Visit Cologne, Germany by Mouse
Cologne, Germany (Tourist Site), our second stop on our 2005 trip, is on the Rhine river, 48 miles east of our first stop in Aachen. Our campground was not as close to the town center as in most other cities. We had to take a bus and then a tram to get into the town center. We missed the transfer stop and had to double back, eventually to get on a train which went between the city of Bonn and Cologne and had just left Bonn, about 18 miles south of Cologne. So we had really screwed up and, as a result, had lost a lot of time. When we finally got to Cologne, we just had time to check email, send out the letter included here, visit the cathedral, and walk around the pedestrian shopping area. This is unfortunate for us because, amont other things, Cologne has 36 museums, none of which did we get to visit.
Like Aachen's cathedral, Cologne's also is a UNESO World Heritage Site. We spotted the cathedral spires from a long way off. It is a huge gothic structure, which can be seen in our photos. The cathedral is handsome outside and very beautiful inside. Many cathedrals boast of some particular relic they own. These were brought from the middle east by Crusaders in the 10th through the 12th centuries. Many stretch crudulity, and the ones that the Cologne cathedral claims to have are no exception. Would you believe that the three Magi are interred in a handsome gold reliquary on display there? I have the photo that you can see on our photo page to prove it--that they have the reliquary on display, that is, not that the three Magi are in it. (While we are on the subject of relics, the cathedral in Amiens, France claims to have the head of John the Baptist, as we described in a letter about a visit to that cathedral. Other places also claim this " trophy")

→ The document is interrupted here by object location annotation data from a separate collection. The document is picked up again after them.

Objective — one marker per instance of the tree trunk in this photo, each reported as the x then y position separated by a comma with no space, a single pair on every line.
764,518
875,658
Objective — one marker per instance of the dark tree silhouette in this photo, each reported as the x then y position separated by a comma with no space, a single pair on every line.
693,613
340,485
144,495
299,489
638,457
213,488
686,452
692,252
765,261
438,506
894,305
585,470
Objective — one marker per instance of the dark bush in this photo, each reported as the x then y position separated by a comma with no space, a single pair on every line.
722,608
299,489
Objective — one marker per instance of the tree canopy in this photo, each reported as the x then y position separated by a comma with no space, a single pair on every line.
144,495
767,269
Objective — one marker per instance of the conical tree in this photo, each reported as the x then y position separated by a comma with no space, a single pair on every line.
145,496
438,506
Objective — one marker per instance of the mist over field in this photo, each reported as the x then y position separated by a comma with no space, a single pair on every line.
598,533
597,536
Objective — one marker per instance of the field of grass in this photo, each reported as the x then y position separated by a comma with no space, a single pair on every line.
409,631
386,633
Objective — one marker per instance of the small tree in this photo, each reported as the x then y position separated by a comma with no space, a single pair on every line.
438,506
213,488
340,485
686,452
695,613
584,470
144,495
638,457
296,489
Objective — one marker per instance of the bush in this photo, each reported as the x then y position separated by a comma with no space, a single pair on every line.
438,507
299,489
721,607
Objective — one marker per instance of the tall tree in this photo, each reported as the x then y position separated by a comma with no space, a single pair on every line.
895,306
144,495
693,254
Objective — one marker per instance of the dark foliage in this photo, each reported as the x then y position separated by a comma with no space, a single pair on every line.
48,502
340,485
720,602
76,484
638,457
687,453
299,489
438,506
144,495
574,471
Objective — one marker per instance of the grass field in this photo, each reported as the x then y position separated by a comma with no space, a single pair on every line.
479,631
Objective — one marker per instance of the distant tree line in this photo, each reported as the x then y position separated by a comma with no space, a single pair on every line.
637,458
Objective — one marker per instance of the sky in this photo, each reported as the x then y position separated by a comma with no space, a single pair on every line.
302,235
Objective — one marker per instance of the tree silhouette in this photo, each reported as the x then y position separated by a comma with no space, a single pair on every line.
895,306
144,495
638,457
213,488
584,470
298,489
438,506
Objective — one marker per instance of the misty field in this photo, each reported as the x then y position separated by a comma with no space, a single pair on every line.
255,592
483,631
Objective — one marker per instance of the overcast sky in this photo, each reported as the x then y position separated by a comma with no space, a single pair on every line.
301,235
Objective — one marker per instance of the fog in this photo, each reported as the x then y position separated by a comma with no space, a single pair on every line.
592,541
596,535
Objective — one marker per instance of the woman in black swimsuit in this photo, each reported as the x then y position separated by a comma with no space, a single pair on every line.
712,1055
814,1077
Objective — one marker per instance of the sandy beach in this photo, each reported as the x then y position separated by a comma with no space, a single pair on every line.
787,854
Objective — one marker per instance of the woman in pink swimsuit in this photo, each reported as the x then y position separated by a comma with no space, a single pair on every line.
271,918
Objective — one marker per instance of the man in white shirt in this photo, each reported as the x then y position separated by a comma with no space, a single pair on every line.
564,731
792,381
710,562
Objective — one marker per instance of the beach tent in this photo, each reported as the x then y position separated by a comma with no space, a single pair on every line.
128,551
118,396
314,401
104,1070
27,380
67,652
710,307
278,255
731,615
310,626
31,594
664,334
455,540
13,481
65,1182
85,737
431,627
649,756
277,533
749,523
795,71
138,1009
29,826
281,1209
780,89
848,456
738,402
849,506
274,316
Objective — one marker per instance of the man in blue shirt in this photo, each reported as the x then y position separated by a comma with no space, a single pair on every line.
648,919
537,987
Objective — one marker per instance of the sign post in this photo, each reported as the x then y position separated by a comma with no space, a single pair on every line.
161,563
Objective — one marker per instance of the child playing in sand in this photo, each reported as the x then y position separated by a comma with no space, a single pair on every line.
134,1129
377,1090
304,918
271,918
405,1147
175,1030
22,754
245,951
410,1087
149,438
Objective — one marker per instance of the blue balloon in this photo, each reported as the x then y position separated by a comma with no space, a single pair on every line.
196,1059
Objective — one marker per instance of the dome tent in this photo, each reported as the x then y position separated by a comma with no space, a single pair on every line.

The city was heavily damaged during WW II. It was a German military command post which made it an especially sought for target.  It suffered 262 air raids, including the first 1000 bomber raid.  The whole city center was totally destroyed.  But it now shows little sign of that.  Like Aachen and other German cities rebuilt after the war, it has  a large pedestrian only shopping zone and is a very comfortable and interesting place in which to walk around.